Lead is one of the most common and preventable causes of poisoning in children, and when they’re exposed to low levels of lead, kids can become inattentive, hyperactive and irritable, according to the American Academy of Child & Adolescent Psychiatry. 

Children with higher levels of lead in their blood can have hearing loss or a hard time learning or reading. In the most severe cases, kids can have permanent brain damage or even die from lead poisoning, according to the child psychiatry organization.

A 2021 study found 72% of Colorado children younger than 6, who were tested, had levels of lead in their blood, well above the national rate of almost 51%.

States have been working over the years, on their own or with the federal government, to keep lead out of drinking water.

Schools that have water fountains or sinks with high levels of lead should swap out fixtures, replace components such as faucets, valves and supply lines, or install filters on all taps that dispense drinking water, the CoPIRG report suggests.

“Some of this aging infrastructure is just a fact of life but we’re at the point where we can do better and fix these things, so kids in schools and Coloradans in our homes can have safe water to drink,” Schatz said in an interview this week.

State law has been pushing testing for lead in water since 2022

In 2022, House Bill 1358 required officials to hire state-certified workers to test fixtures for lead at all public elementary schools, day care facilities and family child care homes on or before May 31, 2023. If state funding becomes available, middle school leaders are required to abide by that same requirement on or before Nov. 30.

Within 30 days of receiving those test results, the schools and child care facilities must publish those findings and any lead remediation plans on their websites, report the results to the Water Quality Control Commission and comply with many other safety requirements listed in the 2022 law.

If a test result shows a drinking water source has lead levels at 5 parts per billion or more, a child care center or school must notify all employees and childrens’ guardians and shut off that drinking water source until it is replaced or remediated, according to House Bill 1358, which allocated millions of dollars from the state’s general fund to help reimburse school districts for the remediation work.

The elementary schools and licensed day care facilities that were required to test for lead under House Bill 1358 teach or take care of almost ​​600,000 kids across Colorado.

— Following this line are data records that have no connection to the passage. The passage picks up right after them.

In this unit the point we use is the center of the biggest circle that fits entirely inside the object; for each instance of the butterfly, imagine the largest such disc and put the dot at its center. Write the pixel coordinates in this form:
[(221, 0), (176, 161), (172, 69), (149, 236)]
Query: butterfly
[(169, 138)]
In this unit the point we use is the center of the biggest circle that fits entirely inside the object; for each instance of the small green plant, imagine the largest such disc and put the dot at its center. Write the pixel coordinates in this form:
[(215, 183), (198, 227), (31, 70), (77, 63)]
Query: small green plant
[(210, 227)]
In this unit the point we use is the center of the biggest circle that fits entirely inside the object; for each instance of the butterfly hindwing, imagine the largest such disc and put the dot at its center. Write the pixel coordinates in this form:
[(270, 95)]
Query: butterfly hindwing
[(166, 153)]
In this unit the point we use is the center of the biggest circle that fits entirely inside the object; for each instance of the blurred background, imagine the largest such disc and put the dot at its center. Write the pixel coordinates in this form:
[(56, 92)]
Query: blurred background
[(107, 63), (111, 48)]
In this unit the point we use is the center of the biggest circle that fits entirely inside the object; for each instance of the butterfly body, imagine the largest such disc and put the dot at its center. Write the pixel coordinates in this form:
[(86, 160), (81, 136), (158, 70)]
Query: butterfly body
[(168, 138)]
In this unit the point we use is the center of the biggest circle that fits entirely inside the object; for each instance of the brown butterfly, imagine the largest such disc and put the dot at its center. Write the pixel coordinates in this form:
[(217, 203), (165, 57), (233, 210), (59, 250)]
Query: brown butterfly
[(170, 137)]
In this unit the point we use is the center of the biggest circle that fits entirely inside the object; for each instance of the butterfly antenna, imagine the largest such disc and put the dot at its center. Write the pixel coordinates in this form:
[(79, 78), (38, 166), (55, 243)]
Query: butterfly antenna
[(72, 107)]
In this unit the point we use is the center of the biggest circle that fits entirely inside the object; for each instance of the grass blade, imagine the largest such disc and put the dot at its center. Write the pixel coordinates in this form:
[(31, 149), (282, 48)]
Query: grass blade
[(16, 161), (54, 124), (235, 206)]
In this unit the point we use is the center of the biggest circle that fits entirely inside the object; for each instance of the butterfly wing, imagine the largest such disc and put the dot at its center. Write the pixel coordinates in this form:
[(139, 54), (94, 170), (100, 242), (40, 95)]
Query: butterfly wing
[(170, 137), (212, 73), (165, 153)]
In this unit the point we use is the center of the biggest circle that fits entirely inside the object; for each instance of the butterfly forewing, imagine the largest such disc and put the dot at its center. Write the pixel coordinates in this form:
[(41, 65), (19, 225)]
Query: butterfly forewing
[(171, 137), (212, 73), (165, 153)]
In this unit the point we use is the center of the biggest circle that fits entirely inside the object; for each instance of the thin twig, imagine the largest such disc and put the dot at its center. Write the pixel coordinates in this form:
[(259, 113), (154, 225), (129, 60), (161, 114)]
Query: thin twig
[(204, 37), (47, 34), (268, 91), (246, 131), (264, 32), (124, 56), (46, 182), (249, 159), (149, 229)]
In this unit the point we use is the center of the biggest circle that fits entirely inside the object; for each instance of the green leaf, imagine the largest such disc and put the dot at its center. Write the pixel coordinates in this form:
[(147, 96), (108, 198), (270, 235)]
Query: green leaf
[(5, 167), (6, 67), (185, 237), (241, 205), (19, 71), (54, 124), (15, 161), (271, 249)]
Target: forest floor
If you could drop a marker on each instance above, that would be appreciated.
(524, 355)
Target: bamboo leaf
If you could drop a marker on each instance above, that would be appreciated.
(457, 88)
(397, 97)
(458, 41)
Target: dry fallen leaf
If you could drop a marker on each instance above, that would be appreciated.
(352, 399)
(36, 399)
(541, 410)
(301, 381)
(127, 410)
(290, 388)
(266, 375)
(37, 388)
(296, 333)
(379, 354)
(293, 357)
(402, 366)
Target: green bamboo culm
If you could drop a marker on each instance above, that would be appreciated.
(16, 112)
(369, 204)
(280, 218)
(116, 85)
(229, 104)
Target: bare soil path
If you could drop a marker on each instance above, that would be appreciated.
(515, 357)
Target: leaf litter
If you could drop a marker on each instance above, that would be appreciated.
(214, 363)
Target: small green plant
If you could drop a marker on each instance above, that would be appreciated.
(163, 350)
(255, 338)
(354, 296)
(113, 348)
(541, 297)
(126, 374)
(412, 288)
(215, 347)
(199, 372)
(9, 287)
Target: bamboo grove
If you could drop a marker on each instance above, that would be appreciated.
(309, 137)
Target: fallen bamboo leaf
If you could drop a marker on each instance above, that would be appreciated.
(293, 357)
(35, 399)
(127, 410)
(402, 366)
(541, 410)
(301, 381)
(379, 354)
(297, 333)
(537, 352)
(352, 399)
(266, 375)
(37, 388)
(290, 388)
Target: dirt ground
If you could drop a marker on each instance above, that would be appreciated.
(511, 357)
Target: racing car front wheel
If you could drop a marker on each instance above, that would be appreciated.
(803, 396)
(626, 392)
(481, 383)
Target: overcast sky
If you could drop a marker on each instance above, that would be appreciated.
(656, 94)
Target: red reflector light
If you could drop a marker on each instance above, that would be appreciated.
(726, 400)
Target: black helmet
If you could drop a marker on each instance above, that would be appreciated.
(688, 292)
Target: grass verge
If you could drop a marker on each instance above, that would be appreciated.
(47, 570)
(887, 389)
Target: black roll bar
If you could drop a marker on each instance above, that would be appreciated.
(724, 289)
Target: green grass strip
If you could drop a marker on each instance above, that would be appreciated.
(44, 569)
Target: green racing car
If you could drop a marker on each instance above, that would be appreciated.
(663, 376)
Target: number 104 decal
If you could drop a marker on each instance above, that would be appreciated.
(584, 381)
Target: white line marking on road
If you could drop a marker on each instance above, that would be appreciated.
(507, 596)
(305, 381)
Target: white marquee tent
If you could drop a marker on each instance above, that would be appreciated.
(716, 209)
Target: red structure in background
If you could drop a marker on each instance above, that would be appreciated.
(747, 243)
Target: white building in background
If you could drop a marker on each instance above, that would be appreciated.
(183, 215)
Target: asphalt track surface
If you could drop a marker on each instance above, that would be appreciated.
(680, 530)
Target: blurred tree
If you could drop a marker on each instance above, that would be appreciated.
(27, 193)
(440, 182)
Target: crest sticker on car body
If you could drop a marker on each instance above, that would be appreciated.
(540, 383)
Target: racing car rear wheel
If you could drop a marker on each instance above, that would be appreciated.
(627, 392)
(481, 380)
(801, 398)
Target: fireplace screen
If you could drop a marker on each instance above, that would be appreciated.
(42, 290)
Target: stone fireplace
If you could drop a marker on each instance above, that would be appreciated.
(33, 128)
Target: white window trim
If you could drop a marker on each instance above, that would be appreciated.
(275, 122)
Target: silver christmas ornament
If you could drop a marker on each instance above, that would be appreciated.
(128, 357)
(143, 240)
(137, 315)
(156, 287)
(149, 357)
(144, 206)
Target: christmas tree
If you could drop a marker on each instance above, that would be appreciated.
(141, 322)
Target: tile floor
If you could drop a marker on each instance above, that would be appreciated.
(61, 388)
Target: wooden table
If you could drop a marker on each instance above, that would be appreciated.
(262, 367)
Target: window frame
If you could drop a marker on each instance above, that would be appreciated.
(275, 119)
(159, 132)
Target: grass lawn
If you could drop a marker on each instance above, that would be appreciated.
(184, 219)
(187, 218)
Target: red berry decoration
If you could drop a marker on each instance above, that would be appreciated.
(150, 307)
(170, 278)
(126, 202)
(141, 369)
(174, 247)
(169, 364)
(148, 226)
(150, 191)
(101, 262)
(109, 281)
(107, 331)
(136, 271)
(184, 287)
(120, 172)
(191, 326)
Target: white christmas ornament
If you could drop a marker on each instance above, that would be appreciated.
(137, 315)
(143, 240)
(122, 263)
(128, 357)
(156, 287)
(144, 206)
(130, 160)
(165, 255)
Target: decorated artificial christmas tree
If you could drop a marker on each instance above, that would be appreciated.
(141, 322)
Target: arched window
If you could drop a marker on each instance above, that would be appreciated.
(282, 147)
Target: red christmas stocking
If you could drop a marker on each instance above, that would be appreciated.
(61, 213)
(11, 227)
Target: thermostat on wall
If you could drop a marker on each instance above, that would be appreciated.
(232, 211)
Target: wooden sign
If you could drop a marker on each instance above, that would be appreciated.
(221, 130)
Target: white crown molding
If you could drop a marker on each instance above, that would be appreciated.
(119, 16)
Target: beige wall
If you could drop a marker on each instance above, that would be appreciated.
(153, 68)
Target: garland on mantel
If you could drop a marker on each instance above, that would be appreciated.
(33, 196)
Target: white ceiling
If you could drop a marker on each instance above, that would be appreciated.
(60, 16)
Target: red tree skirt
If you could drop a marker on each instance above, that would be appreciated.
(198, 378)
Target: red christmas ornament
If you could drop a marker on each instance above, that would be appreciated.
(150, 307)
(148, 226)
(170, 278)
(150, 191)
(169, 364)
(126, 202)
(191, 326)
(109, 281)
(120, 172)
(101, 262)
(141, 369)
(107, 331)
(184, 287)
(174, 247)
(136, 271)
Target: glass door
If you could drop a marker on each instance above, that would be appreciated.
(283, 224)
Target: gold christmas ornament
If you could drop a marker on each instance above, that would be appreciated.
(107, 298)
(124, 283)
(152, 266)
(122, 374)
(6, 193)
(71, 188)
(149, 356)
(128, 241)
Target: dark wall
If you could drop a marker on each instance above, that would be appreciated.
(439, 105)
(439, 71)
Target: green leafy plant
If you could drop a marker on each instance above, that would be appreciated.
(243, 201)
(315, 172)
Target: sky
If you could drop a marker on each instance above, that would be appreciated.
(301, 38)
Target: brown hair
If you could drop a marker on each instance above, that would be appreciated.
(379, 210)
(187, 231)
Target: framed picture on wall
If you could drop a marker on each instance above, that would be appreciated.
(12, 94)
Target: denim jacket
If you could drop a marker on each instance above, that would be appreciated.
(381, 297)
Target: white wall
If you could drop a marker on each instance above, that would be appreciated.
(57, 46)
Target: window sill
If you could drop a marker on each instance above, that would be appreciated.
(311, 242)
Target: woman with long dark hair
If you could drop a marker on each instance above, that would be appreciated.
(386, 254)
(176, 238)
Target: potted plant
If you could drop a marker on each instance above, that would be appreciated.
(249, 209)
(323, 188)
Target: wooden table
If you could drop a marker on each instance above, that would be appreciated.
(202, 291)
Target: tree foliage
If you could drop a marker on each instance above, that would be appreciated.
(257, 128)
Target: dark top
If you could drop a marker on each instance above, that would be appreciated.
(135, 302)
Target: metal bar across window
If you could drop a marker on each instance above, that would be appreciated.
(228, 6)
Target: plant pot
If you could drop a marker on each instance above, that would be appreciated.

The number of fixtures in the 10 largest school districts that had fixtures with lead levels at 5 parts per billion or more varied across the state, ranging from zero fixtures in one school district to hundreds in others, according to the CoPIRG report, which analyzed statewide data pulled on May 1.

Aurora Public Schools, Denver Public Schools, Cherry Creek Public Schools and Jeffco Public Schools were among the 10 largest school districts with the highest percentage of fixtures with lead remediation work reported as still underway, according to the CoPIRG report, which analyzes statewide data it pulled on May 1.

Those school districts still needed to remediate more than 70% of their contaminated fixtures on that date, according to the report.

Adams County School District 12, Poudre School District and the Boulder Valley School District had successfully remediated more than half of the tainted fixtures that required remediation by May 1, according to the report.